[extrait de l’apériodique coutoentrelesdents n°1]

Il y a maintenant pas mal d’années je suis tombé sur un appel photocopié à l’encre venimeuse, un tract plein de rage et de poésie intitulé « antifrance vaincra » . Une sorte de cocktail molotov littéraire jeté depuis les marges à la face du monde, 25 lignes de vitriol pleines d’humour noir qui proposaient à son lectorat de s’organiser et d’agir contre la vie monotone et oppressante :

« déserte la france et ses foules de vie solitaire, rejoins l’antifrance et ses styles de vie scandaleux »
Ces quelques lignes parlaient déjà à de nombreuses personnes qui marchaient hors des clous, vouant aux gémonies l’organisation dominante et formant cet antimonde que le géographe roger brunet tentera de définir dans les années 80 (un espace échappant à tout contrôle institutionnel). Le tract vit le jour autour des années 2000, et depuis le cri d’antifrance vaincra a résonné dans de nombreux corps et lieux, il est donc plus que temps d’esquisser l’histoire (approximative) d’un terme qui existera probablement tant que la france existera !
A la fin du XIXéme siècle, une poignée de pré-fascistes commença à désigner tout ce qu’ils considéraient comme une menace pour la nation par le terme anti-france. Charles Maurras (l’idéologue de l’action française, une organisation royaliste) la définissait comme les « quatre états confédérés des protestants, juifs, francs-maçons et métèque ». Le terme se diffusa en fédérant l’extrême-droite nationaliste autour d’un ennemi commun fait d’une multitude d’ennemis intérieur. Ainsi, il servira à désigner les pacifistes durant la première guerre mondiale, puis les juifs, les communistes, et les francs-maçons, à qui pétain attribuera la défaite de 1940 en les nommant anti-france… Pourtant on verra aussi l’expression dans les pages du figaro, de combat ou de l’humanité durant les années 30 et l’occupation, le terme servant cette fois à qualifier les fascistes et la collaboration, voire à dénoncer le racisme ! L’origine de l’expression reste fondamentalement réactionnaire, principalement utilisée par l’extrême-droite durant ses premières décennies d’existence avec de rares exceptions du côté de la gauche nationaliste et autoritaire, comment a-t-elle fini chez les libertaires?
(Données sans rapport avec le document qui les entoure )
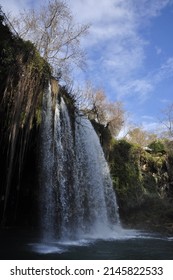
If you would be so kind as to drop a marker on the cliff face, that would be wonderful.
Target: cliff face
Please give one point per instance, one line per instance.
(23, 78)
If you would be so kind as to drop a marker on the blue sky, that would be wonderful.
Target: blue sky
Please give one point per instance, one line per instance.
(129, 52)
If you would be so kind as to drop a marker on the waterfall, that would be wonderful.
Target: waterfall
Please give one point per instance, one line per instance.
(77, 197)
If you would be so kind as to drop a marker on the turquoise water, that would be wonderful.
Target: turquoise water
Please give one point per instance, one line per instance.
(128, 246)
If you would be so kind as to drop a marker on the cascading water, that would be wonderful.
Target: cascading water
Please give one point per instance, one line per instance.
(76, 190)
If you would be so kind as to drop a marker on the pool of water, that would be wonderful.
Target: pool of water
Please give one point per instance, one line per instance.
(128, 245)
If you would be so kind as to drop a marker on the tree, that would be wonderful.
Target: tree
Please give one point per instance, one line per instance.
(96, 105)
(55, 35)
(167, 120)
(140, 137)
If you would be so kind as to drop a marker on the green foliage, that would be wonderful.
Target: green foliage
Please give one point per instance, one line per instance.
(157, 146)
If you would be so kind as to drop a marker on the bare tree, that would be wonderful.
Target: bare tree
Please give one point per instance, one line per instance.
(140, 136)
(55, 35)
(167, 120)
(96, 105)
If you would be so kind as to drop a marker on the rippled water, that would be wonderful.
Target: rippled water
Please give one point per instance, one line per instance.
(128, 245)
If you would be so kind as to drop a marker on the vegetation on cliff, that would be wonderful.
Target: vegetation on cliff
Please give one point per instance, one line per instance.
(23, 78)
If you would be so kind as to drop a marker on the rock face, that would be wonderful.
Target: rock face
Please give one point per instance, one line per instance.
(23, 78)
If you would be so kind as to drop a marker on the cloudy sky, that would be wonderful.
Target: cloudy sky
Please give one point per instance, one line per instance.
(129, 51)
« Tremble anti-France! Oui tremblez ennemis du béret, pourfendeurs du camembert, jaloux de la baguette! Car voici le grand retour du défenseur des traditions, héraut de nos valeurs, sauveur de la patrie: le grand, le beau, l’immense et surpuissant Superdupont! »
Marcel Gotlib est un auteur de bande dessinée ayant notamment oeuvré pour les journaux pif gadget (journal de bd pour la jeunesse du pcf) et fluide glacial (revue « d’humour » à la tonalité libertaire). Enfant de déporté d’origine juive, hongroise, roumaine et prolétaire, contraint à porter l’étoile jaune durant sa jeunesse, il développe une oeuvre satirique marquée par les préoccupatoins soixante-huitarde. En 1972 il crée avec Jacques Lob la bd super dupont, une parodie du comics américain superman mettant en scène un héros patriote et chauvin armé de baguette, pinard et camembert et combattant…l’anti-france!
Le concept sortait alors du champ lexical de l’extrême-droite pour être récupéré à force de sarcasme par leurs opposants. Si super-dupont incarne toute l’absurdité du nationalisme (il refuse d’être dessiné à l’encre de chine, consomme 3 paquets de gauloises par jour…), l’anti-france de gotlib est un vaste fourre-tout improbable mélant entre autre le peep show, le ketchup dans les frites, la grève des éboueurs, les chiottes sans pq, le fromage plâtreux, et tournant systématiquement en ridicule la xénophobie et le nationalisme franchouillard. La bd connu un certain succès, jusqu’à être récupérée par ceux-la mêmes qu’elle dénonçait au grand dam de ses auteurs, le personnage de super dupont ayant été utilisé par le front national durant ses campagnes. En 1982 sd est adapté en comédie musicale, le grand orchestre du splendid joue alors la première d’une série de chansons évoquant l’anti-france. Son refrain à la faute de français amplement intentionelle annonce : « l’anti-france vainquera » !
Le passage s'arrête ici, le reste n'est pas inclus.